A custom written image processing program was used to correct for scanning gain/detector alterations for DIGE images . DeCyder 2D Differential Analysis Software was used to match proteins of interest identified in DIGE to Sypro-Ruby(Bio-Rad Laboratories, Hercules, CA) stained images , which were subsequently picked using an Ettan Spot Handling Workstation. Protein identification was carried out using a MALDI-TOF/TOF instrument (4700 Proteomics Analyzer, Applied Biosystems, Foster City, CA) with MS/MS peptide analysis. At least two peptides were obtained for each protein using MS/MS. The MS/MS spectra were searched against the National Center Biotechnology Information (NCBI) mouse protein database using the MASCOT search algorithm (Matrix Science, Boston, MA). A positive identification was indicated by >95% confidence in the MASCOT identification.
Western blot analysis was performed on an LV protein homogenates from 10 WT and 10 CrT-OE mice using standard methods with enhanced fluorescence. Briefly, 40 μg of protein were run on a 12.5% SDS gel and transferred to a PVDF membrane. After incubating with Starting Block Solution (Pierce, Rockford, IL) for 30 min, membranes were probed for β-enolase repressor factor 1 (βERF-1) (Santa Cruz Biotechnology, Santa Cruz, CA, sc-48811) and β-actin (AbCam, Cambridge, MA, ab8227).

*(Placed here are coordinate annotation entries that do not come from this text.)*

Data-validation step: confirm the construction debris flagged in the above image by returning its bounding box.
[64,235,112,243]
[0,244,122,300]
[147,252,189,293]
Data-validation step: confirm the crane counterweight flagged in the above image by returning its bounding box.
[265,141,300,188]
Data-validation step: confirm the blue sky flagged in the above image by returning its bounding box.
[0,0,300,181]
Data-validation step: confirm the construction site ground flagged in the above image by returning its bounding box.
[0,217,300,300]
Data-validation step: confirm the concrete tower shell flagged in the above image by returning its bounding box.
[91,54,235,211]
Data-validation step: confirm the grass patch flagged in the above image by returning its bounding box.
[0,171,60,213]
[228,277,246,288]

Total Cr content was measured using HPLC, as previously described . Cr content was expressed in nanomoles per milligram of protein (nmol Cr/mg protein). Enolase activity was measured according to a previously described bioluminescence method  using an ATP determination kit (Invitrogen, Carlsbad, CA), with slight modifications to the enzyme buffer. For this analysis powdered LV tissue from 7 CrT-OE, 6 WT, 6 aortic banded, and 6 sham control hearts was made up to a concentration of 10 mg/ml in a buffer containing 50 mM Tris-acetate, 1mM EDTA, 1 mM EGTA, 3 mM potassium-acetate, 2 mM AMP, 2 mM DAPP, 400 units per ml of pyruvate kinase, 2 mM ADP, 5 mM potassium-phosphate, 5 mM MgCl2, 5 μM antimycin A, 100 μM KCN, 10 μM oligomycin-B, and ATP monitoring reagents (ATP determination kit, Invitrogen, Carlsbad, CA). After obtaining a baseline measurement, 1 mM 2-phosphoglycerate was added and ATP production was measured over the course of 1 min. This assay takes advantage of coupled reactions in which ATP is produced as the final product by pyruvate kinase; under these reaction conditions the amount of ATP formed is directly proportional to enolase activity . All assays were performed in quadruplicate.

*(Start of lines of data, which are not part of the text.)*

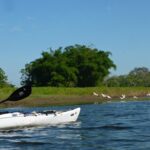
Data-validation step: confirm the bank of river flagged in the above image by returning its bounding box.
[0,87,150,107]
[0,101,150,150]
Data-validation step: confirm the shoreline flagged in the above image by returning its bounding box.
[0,95,150,108]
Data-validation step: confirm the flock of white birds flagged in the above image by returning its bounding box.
[93,92,150,100]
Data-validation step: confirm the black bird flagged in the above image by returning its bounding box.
[0,85,32,104]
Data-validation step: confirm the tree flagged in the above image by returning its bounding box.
[21,45,116,87]
[0,68,8,87]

Lactate production was measured in 5 CrT-OE mice and 4 WT siblings using a blood-gas analyzer (Ciba Corning 865, Ciba Corning Diagnostics, Medfield, MA) and a lactate biosensor (Cambridge Life Sciences, Cambridge, UK). To measure lactate production, powdered LV tissue was made up to a concentration of 30 μg/ml in a buffer containing 125 mM KCl, 15 mM NaCl, 20 mM HEPES, 1 mM EGTA, 1 mM EDTA, 5 mM MgCl2, 100 μM KCN, 5 μM antimycin-A, 5 mM ATP, and 20 mM glucose. Samples were vortexed briefly and incubated for 30 min at 37°C. Perchloric acid was added to a final concentration of 6% and the sample was vortexed and deprotonized on ice for 5 min. Samples were centrifuged at 3000 g for 5 min at 4°C, and the supernatant was neutralized with 3 M Tris-HCl (pH 8.8). Samples remained on ice until analysis and were analyzed in random order. Six assays were performed for each sample.

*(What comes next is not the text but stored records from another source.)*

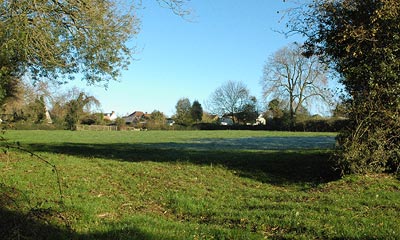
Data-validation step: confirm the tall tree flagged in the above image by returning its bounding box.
[175,98,192,126]
[289,0,400,173]
[262,43,330,127]
[236,97,258,124]
[65,92,99,130]
[0,0,190,104]
[190,100,203,122]
[207,81,250,123]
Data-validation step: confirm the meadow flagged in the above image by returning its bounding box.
[0,131,400,239]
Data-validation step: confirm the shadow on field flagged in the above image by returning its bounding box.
[0,185,172,240]
[26,143,339,185]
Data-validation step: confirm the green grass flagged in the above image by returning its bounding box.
[0,131,400,239]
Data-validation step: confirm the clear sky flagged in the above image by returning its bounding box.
[62,0,302,116]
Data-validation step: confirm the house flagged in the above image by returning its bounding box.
[122,111,151,124]
[166,118,175,126]
[219,116,233,126]
[254,114,267,125]
[103,111,117,122]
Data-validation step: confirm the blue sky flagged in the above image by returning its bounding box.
[62,0,302,116]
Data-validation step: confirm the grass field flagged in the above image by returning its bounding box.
[0,131,400,239]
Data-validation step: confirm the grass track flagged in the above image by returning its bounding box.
[0,131,400,239]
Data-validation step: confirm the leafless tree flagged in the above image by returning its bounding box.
[207,81,250,123]
[261,43,331,123]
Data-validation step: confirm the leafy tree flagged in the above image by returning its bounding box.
[147,110,166,129]
[190,100,203,122]
[207,81,250,123]
[0,0,190,104]
[175,98,192,126]
[262,43,331,126]
[236,97,258,124]
[289,0,400,173]
[65,92,99,130]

For the MR-experiments, means and 95% confidence intervals of the cardiac parameters stratified genotype (CrT-OE vs. WT) were plotted at the four time design points (6 weeks, 16 weeks, 32 weeks and 52 weeks). Further exploratory analyses were conducted by examining the nonparametric curve estimates of the cardiac parameters versus time and genotype . Results of these exploratory analyses were used to guide the choice of statistical models in the linear mixed effects model analysis. Statistical inferences for the longitudinal effects of genotype on the cardiac parameters over the 52 week time course were evaluated using the first and second order linear mixed effect models with diagonal and unstructured intra-subject correlation matrices, where differences were considered significant at p<0.05. The Cox Proportional Hazard Models were used to assess the effects of genotype and other risk factors on the overall survival time with right censoring. The statistical significance between groups at each time point was assessed by Student’s t-test, where differences were considered significant at p<0.05. The 2D DIGE proteomics data was tested for statistical significance as previously described . The βERF-1 and anaerobic lactate results were assessed by Student’s t-test, with p<0.05 considered significant. Pearson correlations were used to evaluate the statistical associations of multivariate baseline variables.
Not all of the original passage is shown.